Msituni, which means “in the forest” in Swahili, was born on February 1 with a life-threatening abnormality. A hyperextension of the carpi (similar in function to wrist bones in humans) caused her front legs to bend improperly, the San Diego Zoo Wildlife Alliance announced in a May press release. Without treatment, the young giraffe wouldn’t be able to stand or walk properly, making it mission-critical to get her orthotic braces.
“Without these lifesaving braces to provide support, the position of her legs would have become increasingly more painful and progressed to a point she would not have been able to overcome,” said Matt Kinney, senior veterinarian for the San Diego Zoo.
Since Safari Park staff had no experience fitting a brace for a giraffe, they had to get creative.
“We commonly put on casts and bandages and stuff. But something that extensive, like this brace that she was provided, that’s something we really had to turn to our human [medicine] colleagues for,” Kinney told the Associated Press.
They proceeded to turn to Dr. Ara Mirzaian and his colleagues at the nationally recognized Hanger Clinic, who were happy to contribute their expertise. Despite having no experience treating animals, they didn’t hesitate to step in and help the baby giraffe using human medicine and techniques.
“I’ve never worked with wildlife before — it’s one of those things that is a once-in-a-lifetime opportunity, and you just have to savor the moment,” Mirzaian told San Diego Zoo Wildlife Alliance.
They teamed up with wildlife care staff to create a specialized plan for Msituni. After fitting the calf for the device, they devised custom-molded carbon graphite braces, complete with a giraffe pattern to match the rest of her fur.
“We put on the giraffe pattern just to make it fun,” Mirzaian told the AP. “We do this with kids all the time. They get to pick super-heroes, or their favorite team and we imprint it on their bracing. So why not do it with a giraffe?”
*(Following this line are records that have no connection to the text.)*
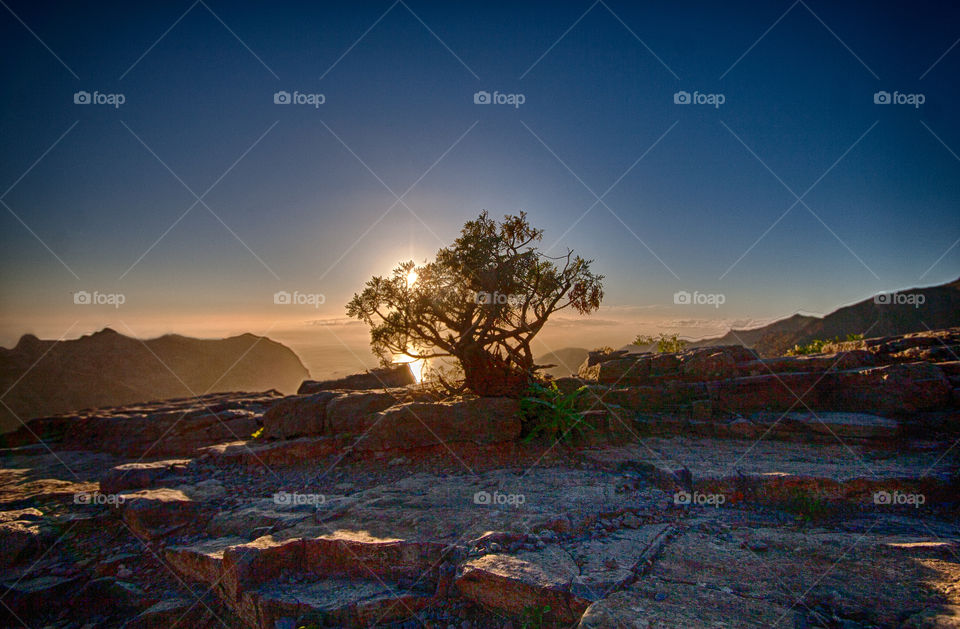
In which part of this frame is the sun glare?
[393,354,427,382]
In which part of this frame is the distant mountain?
[690,279,960,356]
[0,328,310,432]
[537,347,587,378]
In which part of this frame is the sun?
[393,354,427,382]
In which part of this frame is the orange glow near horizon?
[393,354,427,383]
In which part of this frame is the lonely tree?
[347,211,603,396]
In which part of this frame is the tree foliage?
[347,211,603,395]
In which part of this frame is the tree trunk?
[459,348,530,397]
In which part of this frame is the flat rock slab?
[117,488,200,539]
[750,411,900,439]
[207,498,314,538]
[240,578,430,628]
[456,547,590,623]
[583,437,958,482]
[199,437,343,466]
[650,526,960,627]
[100,459,191,494]
[562,524,671,601]
[164,537,247,585]
[456,524,669,623]
[577,578,801,629]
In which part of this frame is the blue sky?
[0,0,960,358]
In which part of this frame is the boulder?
[327,389,403,435]
[355,398,521,451]
[578,355,650,385]
[100,459,190,494]
[263,387,336,439]
[456,550,590,625]
[118,489,200,540]
[683,347,737,382]
[577,579,803,629]
[0,509,42,566]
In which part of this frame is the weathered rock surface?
[0,326,960,629]
[4,391,281,457]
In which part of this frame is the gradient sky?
[0,0,960,368]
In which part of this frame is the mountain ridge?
[0,328,310,432]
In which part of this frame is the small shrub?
[633,332,688,354]
[520,382,594,443]
[787,334,863,356]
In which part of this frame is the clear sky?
[0,0,960,370]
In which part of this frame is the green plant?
[781,490,834,524]
[633,332,688,354]
[787,334,863,356]
[520,382,594,443]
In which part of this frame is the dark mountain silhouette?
[537,347,587,378]
[0,328,310,432]
[689,279,960,356]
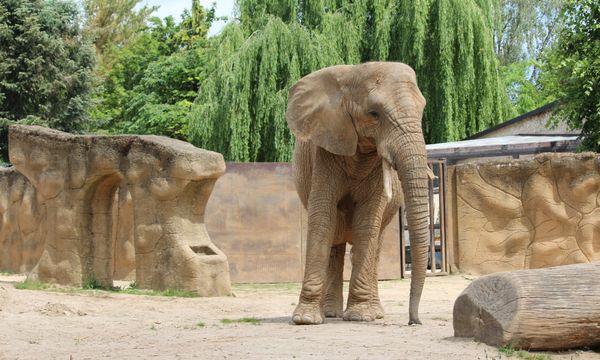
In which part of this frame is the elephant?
[286,62,430,324]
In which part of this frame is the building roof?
[466,101,557,140]
[427,135,579,162]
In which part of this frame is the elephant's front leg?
[323,242,346,317]
[292,176,340,324]
[344,199,384,321]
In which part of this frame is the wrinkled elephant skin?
[286,62,429,324]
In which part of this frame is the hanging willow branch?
[190,0,508,161]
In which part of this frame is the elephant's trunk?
[390,117,430,324]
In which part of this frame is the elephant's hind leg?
[323,242,346,317]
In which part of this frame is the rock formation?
[0,126,231,296]
[456,153,600,274]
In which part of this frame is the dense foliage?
[86,0,214,140]
[545,0,600,152]
[494,0,563,116]
[0,0,600,161]
[82,0,157,68]
[0,0,95,159]
[190,0,508,161]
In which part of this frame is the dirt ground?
[0,275,600,360]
The braces were a success. They worked so well that she was healthy enough to join the rest of the herd in the Safari Park’s 60-acre East Africa savanna habitat. Kristi Burtis, director of wildlife care at the San Diego Zoo Safari Park, said this is an important step for Msituni.
“This was an important step in Msituni’s natural development,” said Burtis. “As her bond grows with the herd, she will be able to learn behaviors and skills important to the development of a young giraffe.”
This isn’t the first time human doctors have intervened to help ailing animals. Earlier this year, cancer patient Crescent — a great hornbill with potentially fatal skin cancer — received a 3D-printed prosthetic beak after tumor-removal surgery by a team of doctors, biomedical engineers, and specialists.
The African Wildlife Foundation estimates that giraffes have lost 40 percent of their population in the past 30 years as a result of habitat loss and poaching, making saving Msituni’s life all the more special.